Indeed, after Tuesday's literally shaky start by the Top 12 women — here's hoping poor Janell Wheeler won't be operating any heavy equipment this week with those trembling hands of hers! — a dozen male contestants took to the stage tonight to try to disprove Randy and Simon's recent press tour declaring the season 9 crown will ultimately rest on the head of a lady. Unfortunately for the guys (and for all of us), the telecast's menu was filled not with for genuine charisma and unique, powerful singing, but rather the deadly combination of random rearrangements, feeble falsettos, and murderous melisma — not to mention a miming exhibition and the debut of a contro-ver-see-ahhhl bolero jacket with tails!

Since we've got a lot of ground to cover, let's cut directly to a breakdown of each of tonight's performances — in descending order from best to worst — with occasional breaks to talk about the maddeningly mixed messages being spewed by Simon, Randy, Kara, and Ellen. ''Hey, be yourself — until we want you to be someone else!'' ''Stick with the melody — but don't be a copycat!'' ''You were horrible tonight — but you're really great!'' Of course, one contestant in particular had to put up with so much nonsense from behind the judges' table that I almost bumped his grade up from a B to a B+ just for enduring it all with grace and a sense of humor. Ladies and gentlemen, let's have a (respectful) round of applause for....

Casey James: B Okay, let's face some hard truths here. Were there times tonight when Casey's bleaty tone resembled that of Theodore the Chipmunk sitting on the dryer during a spin cycle? Sure. And no way will anyone on the planet convince me that Bryan Adams' ''Heaven'' is an appropriate first choice for any purpose outside a high-school prom theme in 1987. But those reservations aside, I must admit Casey was the only contestant tonight who took the stage with quiet confidence and nailed every last note of a song that actually suited his voice. He's like Ace Young 2.0 — only without the crippling seriousness and the arsenal of bum notes.
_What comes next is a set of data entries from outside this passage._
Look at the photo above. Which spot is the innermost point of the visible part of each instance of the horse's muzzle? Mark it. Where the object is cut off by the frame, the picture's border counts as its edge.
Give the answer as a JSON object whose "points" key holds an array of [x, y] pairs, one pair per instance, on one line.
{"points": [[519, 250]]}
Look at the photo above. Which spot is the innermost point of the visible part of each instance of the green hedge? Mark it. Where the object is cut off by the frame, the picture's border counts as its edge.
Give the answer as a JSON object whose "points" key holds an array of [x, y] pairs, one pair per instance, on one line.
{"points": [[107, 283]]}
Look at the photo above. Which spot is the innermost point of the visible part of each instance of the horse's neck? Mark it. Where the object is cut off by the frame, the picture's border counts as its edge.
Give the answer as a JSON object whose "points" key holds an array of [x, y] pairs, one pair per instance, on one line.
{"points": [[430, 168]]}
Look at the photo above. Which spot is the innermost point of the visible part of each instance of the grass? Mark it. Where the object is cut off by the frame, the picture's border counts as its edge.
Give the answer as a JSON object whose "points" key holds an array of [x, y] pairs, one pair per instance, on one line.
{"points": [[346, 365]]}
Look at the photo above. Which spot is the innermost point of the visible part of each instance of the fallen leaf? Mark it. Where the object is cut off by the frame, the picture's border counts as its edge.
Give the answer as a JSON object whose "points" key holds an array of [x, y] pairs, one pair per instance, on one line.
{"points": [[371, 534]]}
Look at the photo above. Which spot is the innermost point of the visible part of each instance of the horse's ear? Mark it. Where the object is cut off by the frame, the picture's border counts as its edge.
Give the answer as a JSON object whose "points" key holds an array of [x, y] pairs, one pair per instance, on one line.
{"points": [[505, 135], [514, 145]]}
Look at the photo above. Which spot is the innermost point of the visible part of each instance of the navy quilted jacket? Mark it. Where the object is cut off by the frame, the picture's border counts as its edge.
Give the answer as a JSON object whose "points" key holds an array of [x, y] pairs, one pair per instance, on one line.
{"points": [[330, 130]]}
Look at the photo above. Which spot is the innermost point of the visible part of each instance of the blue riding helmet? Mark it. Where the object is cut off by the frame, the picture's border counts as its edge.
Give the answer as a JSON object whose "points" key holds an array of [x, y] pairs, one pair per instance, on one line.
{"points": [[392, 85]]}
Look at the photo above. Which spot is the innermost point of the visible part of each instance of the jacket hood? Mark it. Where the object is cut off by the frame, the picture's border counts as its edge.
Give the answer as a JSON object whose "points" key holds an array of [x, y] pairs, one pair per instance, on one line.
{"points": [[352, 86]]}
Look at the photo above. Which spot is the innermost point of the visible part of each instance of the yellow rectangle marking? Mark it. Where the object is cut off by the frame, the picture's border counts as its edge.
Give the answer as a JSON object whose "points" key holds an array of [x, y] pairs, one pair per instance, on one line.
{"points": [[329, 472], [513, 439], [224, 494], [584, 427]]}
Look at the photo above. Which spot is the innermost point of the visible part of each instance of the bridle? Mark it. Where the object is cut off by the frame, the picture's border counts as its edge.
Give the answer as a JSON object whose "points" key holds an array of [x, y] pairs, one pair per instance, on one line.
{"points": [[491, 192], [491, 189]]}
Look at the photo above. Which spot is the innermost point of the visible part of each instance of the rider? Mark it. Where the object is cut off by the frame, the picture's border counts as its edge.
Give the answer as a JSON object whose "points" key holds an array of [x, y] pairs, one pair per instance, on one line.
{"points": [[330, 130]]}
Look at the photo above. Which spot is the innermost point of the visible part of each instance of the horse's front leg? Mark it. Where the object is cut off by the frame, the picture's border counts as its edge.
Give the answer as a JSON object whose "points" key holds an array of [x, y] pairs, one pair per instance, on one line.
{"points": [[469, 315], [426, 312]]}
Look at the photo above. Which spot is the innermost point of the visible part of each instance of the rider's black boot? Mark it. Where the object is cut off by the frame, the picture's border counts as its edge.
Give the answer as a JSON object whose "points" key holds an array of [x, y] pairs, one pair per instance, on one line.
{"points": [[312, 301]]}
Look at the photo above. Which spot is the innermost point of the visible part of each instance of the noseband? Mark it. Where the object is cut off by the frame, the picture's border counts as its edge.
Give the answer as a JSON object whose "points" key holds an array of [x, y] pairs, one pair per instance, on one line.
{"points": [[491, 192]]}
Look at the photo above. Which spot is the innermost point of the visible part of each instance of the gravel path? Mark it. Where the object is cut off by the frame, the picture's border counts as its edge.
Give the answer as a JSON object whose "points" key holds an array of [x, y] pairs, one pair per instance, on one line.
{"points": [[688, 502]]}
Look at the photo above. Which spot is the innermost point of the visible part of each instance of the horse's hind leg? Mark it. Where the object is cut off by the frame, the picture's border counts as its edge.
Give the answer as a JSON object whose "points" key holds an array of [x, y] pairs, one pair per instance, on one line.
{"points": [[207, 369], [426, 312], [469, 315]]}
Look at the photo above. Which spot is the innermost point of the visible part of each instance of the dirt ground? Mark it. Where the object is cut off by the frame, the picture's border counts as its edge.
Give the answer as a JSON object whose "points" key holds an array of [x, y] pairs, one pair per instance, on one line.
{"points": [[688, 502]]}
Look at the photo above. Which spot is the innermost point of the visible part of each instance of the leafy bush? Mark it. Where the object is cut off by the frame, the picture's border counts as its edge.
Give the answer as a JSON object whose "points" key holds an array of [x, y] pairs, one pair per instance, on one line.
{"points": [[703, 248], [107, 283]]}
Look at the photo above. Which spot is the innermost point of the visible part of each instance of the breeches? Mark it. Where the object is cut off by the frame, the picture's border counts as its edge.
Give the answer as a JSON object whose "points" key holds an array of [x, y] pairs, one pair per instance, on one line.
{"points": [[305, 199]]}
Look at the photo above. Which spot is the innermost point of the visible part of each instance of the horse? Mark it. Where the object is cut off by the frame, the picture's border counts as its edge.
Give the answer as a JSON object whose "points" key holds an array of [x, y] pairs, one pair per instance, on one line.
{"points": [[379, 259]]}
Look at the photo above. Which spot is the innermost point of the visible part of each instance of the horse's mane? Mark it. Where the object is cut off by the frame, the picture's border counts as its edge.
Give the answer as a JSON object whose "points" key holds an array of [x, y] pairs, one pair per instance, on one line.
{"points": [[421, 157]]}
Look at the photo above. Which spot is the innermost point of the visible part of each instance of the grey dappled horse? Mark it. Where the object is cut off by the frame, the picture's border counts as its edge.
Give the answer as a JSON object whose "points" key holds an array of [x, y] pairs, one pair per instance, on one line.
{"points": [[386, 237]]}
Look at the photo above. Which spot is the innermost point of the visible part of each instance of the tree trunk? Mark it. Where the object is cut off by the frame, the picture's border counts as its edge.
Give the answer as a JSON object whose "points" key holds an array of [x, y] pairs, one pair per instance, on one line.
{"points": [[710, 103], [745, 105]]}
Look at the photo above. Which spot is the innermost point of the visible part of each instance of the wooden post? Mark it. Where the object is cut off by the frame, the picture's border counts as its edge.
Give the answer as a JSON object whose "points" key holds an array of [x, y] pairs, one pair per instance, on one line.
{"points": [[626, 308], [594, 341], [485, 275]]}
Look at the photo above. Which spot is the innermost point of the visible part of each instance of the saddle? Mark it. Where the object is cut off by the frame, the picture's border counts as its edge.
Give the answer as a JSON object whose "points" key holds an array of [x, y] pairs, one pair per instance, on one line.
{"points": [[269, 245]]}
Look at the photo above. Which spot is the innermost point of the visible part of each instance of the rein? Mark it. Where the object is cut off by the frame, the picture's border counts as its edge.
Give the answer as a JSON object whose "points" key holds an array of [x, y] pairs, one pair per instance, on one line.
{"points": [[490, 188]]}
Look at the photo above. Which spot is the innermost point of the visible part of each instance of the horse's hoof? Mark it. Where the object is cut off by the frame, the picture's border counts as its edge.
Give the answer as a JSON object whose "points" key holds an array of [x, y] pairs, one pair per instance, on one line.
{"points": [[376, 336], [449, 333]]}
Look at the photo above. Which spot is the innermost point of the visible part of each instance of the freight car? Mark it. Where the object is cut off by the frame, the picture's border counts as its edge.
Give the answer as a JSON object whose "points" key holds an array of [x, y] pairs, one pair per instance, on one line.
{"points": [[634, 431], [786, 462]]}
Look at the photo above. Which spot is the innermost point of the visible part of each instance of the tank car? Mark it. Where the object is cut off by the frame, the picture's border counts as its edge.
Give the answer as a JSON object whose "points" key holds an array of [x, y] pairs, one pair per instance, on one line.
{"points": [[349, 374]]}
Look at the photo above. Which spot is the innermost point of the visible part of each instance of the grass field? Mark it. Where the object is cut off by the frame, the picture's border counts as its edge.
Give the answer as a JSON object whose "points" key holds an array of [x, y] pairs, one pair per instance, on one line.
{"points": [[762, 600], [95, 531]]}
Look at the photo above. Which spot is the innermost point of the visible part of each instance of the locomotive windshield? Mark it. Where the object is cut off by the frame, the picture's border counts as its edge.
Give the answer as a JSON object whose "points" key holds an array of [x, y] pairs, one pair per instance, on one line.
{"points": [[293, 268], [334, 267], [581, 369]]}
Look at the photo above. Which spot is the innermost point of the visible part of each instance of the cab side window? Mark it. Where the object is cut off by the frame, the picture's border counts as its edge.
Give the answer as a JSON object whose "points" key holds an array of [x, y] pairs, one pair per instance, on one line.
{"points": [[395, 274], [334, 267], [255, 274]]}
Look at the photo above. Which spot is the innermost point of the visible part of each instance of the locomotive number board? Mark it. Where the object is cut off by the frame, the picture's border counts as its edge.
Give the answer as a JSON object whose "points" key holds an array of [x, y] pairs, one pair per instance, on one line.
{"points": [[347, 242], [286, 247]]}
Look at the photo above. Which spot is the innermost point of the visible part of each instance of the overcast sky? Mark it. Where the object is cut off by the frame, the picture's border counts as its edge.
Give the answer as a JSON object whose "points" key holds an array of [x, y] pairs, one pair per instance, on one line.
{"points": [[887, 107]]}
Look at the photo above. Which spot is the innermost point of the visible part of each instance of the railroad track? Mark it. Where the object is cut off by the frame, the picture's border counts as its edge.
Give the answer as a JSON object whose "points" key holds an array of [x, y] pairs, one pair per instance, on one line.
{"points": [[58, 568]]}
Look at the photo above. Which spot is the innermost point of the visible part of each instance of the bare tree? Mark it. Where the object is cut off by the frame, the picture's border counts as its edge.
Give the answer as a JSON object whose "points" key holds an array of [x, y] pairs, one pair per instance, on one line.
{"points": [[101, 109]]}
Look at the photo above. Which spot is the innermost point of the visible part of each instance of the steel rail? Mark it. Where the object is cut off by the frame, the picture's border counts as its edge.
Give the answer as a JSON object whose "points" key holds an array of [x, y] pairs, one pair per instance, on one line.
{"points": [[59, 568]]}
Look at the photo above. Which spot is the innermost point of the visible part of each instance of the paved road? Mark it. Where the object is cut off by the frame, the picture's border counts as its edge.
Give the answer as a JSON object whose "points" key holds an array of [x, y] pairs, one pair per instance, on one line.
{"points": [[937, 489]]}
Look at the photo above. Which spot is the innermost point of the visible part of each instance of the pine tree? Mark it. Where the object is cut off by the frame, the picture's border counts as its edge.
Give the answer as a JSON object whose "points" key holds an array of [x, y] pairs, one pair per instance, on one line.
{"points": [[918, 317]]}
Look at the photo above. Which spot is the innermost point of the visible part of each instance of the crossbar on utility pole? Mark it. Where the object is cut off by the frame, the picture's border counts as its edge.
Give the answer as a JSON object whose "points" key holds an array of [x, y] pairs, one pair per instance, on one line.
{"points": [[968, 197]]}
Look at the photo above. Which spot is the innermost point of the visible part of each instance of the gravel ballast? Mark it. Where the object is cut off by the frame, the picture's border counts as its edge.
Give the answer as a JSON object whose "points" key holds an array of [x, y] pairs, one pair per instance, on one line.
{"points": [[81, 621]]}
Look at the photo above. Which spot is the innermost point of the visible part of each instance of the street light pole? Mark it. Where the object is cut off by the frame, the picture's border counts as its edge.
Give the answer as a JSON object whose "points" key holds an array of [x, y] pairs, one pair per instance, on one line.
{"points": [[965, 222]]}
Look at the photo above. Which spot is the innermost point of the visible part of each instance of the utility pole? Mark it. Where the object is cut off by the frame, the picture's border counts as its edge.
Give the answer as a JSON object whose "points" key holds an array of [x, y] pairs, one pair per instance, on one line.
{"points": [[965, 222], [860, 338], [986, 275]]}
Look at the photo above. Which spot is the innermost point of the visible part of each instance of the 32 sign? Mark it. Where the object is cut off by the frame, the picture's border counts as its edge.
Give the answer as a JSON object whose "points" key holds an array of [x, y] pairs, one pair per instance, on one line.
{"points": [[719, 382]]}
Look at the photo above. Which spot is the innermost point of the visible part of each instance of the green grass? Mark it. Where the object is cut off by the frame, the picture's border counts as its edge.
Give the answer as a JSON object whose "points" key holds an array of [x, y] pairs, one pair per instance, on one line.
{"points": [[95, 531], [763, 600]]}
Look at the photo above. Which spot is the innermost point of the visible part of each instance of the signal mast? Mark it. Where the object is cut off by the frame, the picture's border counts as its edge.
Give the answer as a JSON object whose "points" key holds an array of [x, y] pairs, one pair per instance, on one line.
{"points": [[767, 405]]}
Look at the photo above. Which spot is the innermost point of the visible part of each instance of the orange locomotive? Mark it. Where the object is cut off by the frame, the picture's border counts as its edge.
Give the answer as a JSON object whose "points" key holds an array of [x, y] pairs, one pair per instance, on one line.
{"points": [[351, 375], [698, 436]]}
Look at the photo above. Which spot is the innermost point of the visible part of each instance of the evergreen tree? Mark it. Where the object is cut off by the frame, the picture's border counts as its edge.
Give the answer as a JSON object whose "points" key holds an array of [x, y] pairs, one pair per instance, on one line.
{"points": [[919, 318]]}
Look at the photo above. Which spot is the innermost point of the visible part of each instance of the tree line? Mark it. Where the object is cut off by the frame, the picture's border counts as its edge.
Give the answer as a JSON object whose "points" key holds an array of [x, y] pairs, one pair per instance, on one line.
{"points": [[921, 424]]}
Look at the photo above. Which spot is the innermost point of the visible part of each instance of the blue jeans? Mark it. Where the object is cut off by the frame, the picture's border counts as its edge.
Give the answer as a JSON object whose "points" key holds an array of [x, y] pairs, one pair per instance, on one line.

It's just a shame that while Casey was one of the few guys to make the telecast worthwhile, he didn't wind up getting any real respect from the judges both during and after his performance. Kara and Randy — apparently filled with the burning desire to prove that they can easily assume the imbecilic mid-performance shenanigans once associated with Simon and Paula — locked arms in a ridiculous swaying motion that caused Casey to nervously laugh during his opening verse. I loved how Ellen bluntly chided her colleagues when, after an obligatory ''Kara thinks you're hot'' joke, she noted, ''I'm sorry that everything was going on [during your performance], 'cause it was not fair.'' I mean, just because Casey is clearly okay with playing up his sex-symbol status — chilling out on a stool and strumming his chest hair, er, his guitar — doesn't mean he should have to endure a series of unfunny zingers about how Kara wants to ''make music'' with him. The only plus side of the back-and-forth, in fact, was Ryan's brilliant post-critique quip: ''Looking ahead at the schedule, as you know tomorrow [is] results, and then Friday is Kara's H.R. meeting. It'll be a two-hour live event.'' And as for next Wednesday, I don't think there's any doubt we'll be hearing from....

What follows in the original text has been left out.